Per questo tale ferita non può che rimanere "aperta", come scritto dal presidente del consiglio comunale di Barletta Sabino Dicataldo nel comunicato di ringraziamento rivolto al Presidente del Consiglio Draghi, al presidente francese Macron per aver permesso di assicurare finalmente alla giustizia gli autori di questo e di tanti altri crimini tanto efferati quanto insensati.
In particolare la consegna alla giustizia italiana di Sergio Tornaghi, condannato all'ergastolo per l'assassinio del maresciallo barlettano Francesco Dicataldo (52 anni), in servizio a Milano presso le guardie carcerarie del carcere di San Vittore.A rendere ancora più vicina per noi barlettani la vicenda del maresciallo Dicataldo è il contesto di quella tragica primavera del 1978 e di quel periodo in genere. La Barletta della seconda metà degli anni '70 è una città ancora ferita dal dramma di Pino Marchisella, il poliziotto ucciso a Roma durante una rapina, e di Chiara, la sua fidanzata, suicidatasi qualche giorno dopo.
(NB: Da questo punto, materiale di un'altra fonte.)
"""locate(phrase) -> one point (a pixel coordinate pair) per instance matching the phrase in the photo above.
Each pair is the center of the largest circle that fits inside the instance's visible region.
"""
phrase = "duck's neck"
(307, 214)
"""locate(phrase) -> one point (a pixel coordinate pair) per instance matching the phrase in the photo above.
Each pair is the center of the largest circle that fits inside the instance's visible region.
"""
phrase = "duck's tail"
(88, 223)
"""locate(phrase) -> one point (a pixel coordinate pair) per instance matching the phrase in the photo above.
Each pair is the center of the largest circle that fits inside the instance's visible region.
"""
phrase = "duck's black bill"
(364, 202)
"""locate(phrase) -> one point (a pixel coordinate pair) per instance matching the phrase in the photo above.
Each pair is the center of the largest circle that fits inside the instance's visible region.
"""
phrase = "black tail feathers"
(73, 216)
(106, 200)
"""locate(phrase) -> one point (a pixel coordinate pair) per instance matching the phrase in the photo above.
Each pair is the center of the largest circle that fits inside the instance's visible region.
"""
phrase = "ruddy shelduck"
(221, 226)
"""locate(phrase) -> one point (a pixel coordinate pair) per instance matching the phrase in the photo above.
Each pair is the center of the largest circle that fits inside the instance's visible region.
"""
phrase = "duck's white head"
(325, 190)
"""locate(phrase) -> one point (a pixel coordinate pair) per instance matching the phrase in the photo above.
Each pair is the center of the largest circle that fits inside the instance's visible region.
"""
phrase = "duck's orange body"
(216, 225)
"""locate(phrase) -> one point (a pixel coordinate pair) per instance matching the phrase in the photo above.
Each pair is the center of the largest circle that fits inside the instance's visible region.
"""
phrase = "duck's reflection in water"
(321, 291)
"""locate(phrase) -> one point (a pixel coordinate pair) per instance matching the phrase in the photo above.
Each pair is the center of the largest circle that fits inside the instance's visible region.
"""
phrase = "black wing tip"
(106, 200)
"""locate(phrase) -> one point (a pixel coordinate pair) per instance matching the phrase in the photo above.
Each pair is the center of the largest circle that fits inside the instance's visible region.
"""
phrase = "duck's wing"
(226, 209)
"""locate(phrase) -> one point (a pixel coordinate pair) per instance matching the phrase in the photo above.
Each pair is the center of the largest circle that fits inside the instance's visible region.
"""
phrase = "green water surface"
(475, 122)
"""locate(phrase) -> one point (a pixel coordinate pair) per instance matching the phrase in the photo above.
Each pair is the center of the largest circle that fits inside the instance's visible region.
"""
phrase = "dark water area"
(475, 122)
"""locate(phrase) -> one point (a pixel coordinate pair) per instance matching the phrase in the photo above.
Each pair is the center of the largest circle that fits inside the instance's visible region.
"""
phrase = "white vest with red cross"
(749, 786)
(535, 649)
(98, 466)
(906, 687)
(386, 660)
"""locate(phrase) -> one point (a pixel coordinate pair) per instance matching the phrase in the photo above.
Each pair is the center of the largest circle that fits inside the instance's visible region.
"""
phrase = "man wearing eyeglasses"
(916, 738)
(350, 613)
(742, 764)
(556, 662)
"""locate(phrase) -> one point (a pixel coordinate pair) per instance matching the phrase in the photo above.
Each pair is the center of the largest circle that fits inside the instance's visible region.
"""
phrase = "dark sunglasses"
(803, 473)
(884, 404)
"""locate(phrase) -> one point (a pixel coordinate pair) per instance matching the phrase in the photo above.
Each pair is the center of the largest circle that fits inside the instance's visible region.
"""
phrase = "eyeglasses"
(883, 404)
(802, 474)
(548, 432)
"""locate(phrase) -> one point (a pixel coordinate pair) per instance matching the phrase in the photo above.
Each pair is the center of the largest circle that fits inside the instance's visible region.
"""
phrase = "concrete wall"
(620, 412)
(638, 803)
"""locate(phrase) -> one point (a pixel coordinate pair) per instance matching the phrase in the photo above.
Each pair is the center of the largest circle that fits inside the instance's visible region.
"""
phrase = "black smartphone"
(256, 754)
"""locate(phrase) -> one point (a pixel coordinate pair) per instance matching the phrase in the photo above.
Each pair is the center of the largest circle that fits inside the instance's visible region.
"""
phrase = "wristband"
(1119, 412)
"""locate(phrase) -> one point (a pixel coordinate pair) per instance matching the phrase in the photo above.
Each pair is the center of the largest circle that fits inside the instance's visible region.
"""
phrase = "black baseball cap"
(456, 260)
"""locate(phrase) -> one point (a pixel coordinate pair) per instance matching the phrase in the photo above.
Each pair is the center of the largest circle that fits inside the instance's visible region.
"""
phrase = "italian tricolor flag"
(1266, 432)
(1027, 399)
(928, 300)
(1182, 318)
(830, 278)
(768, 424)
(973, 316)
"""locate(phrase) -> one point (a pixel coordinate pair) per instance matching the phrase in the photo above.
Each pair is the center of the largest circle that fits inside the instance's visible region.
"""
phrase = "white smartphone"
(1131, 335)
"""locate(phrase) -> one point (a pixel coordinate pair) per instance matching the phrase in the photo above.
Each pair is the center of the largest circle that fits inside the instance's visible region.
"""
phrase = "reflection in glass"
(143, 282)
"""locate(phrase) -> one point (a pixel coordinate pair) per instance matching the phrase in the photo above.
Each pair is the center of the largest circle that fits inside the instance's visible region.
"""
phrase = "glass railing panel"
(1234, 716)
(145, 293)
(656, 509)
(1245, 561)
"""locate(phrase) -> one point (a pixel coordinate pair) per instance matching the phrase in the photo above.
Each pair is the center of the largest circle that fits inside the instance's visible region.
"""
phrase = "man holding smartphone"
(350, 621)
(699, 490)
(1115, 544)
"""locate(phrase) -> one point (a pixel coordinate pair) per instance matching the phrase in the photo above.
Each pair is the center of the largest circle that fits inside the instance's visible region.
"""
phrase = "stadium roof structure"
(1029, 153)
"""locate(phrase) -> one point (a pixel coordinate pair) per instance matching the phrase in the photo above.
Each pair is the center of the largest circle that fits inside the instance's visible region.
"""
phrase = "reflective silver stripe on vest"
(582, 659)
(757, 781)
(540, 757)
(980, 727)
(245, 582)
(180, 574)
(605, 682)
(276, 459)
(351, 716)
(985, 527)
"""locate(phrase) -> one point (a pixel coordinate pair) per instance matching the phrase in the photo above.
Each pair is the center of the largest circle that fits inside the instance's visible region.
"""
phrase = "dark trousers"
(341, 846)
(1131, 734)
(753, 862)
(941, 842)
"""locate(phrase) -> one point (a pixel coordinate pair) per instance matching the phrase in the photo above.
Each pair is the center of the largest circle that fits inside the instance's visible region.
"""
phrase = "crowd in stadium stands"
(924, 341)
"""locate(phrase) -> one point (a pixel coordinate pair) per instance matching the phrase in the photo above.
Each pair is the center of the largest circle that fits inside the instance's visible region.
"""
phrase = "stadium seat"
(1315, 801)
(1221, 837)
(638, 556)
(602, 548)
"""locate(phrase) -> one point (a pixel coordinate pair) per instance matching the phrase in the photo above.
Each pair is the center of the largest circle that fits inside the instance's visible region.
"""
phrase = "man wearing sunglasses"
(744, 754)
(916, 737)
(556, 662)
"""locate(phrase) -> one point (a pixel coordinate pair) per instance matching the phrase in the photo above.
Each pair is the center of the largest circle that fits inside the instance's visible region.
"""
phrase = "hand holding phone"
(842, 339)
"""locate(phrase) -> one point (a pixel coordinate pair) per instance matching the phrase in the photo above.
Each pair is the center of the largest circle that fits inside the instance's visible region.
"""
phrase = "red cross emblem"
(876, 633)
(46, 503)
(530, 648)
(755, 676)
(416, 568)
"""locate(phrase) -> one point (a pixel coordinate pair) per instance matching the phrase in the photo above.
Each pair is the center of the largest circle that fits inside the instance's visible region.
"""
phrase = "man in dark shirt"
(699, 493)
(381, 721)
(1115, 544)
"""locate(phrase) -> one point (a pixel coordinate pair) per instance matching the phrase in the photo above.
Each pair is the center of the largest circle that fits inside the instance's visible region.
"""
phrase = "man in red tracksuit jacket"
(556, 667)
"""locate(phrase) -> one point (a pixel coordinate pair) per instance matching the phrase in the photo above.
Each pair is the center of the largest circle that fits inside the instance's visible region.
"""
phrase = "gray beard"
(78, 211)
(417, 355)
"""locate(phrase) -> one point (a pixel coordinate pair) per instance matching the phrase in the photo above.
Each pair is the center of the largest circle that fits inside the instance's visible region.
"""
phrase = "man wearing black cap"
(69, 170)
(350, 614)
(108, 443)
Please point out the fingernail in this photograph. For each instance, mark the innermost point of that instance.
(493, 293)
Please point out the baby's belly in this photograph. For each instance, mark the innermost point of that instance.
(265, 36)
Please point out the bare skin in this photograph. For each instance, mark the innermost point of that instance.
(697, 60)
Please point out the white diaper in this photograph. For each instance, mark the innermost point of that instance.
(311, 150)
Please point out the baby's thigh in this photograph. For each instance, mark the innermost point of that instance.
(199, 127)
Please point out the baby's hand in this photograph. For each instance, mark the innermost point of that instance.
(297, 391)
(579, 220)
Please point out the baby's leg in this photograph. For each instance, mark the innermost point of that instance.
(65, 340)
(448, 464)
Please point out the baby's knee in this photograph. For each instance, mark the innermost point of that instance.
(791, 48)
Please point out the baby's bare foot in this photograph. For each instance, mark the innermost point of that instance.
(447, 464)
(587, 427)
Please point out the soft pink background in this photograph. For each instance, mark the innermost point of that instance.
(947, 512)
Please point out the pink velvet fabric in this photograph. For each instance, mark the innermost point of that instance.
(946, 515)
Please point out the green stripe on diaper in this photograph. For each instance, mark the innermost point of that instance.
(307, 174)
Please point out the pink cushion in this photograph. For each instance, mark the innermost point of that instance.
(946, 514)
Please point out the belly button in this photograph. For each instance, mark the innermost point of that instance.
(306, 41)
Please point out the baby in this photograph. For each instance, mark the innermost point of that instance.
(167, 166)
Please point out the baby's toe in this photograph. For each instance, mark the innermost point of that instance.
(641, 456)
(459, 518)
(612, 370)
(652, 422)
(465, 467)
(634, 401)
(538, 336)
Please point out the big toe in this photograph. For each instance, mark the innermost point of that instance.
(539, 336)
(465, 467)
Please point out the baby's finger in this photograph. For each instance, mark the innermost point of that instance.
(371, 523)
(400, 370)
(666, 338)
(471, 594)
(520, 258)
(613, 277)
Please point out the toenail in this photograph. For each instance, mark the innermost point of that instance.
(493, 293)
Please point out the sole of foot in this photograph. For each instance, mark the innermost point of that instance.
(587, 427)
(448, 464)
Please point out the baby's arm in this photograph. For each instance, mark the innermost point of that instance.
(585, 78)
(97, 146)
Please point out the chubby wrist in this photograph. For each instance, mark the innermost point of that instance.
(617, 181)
Sindaco di Barletta nel 1978 è Armando Messina (padre della senatrice PD Assuntela Messina ndr), il "moroteo" per eccellenza della politica barlettana. Facile quindi immaginare quale fosse lo stato d'animo, non solo della politica, ma di un'intera comunità, la mattina del 16 marzo 1978, il giorno del sequestro di Aldo Moro e della strage di Via Fani, dove tra l'altro perse la vita un altro figlio di Puglia: il fasanese Francesco Zizzi. Tutto questo appena sei giorni dopo l'assassinio a Torino, sempre ad opera delle Brigate Rosse, di un altro nostro conterraneo: il maresciallo barese Rosario Berardi.
In un contesto del genere possiamo facilmente intuire quale fosse il modus vivendi di Francesco Dicataldo e della sua famiglia, in una città particolarmente difficile quanto a violenza e terrorismo politico come la Milano di quegli anni. Un vivere perennemente sul filo del rasoio, stando bene attenti a pesare gesti e parole in un ambiente come quello carcerario milanese – un contesto di quelli dove "i muri parlano" - nel quale un gesto o una parola male interpretata poteva costare la vita.
Francesco Dicataldo lo sapeva bene, era in servizio ormai da trent'anni ed era troppo esperto per rispondere a ingiurie e provocazioni tipo "sbirro", "servo dello Stato" e tante altre "perle di saggezza" tanto in voga in quegli anni caratterizzati si da forte fermento intellettuale, ma anche da "soccorsi rossi", "cattivi maestri", "eversione nera" e "compagni che sbagliano".
Per dare ulteriore idea al lettore dell'aria pesante che si respirava in quei mesi, basta ricordare che il giorno della strage di Via Fani, nelle scuole e nelle Università d'Italia c'è stato chi ha applaudito convintamente, non a Moro e alla sua scorta, ma ai terroristi. Francesco Dicataldo lo sapeva bene e naturalmente cercava di stare attento. Era un agente particolarmente apprezzato, non solo dai suoi colleghi e superiori, ma persino da tanti detenuti per la sua correttezza ed umanità. Tratti di un carattere ben lontano dal "torturatore di detenuti" descritto dal delirante comunicato delle Brigate Rosse Colonna "Walter Alasia" che ne rivendicava l'assassinio, avvenuto alle 7:30 circa del 20 aprile 1978 presso la fermata dell'autobus di Milano Lambrate mentre il maresciallo si recava al lavoro.
Per questo tale ferita non può che rimanere "aperta", come scritto dal presidente del consiglio comunale di Barletta Sabino Dicataldo nel comunicato di ringraziamento rivolto al Presidente del Consiglio Draghi, al presidente francese Macron per aver permesso di assicurare finalmente alla giustizia gli autori di questo e di tanti altri crimini tanto efferati quanto insensati.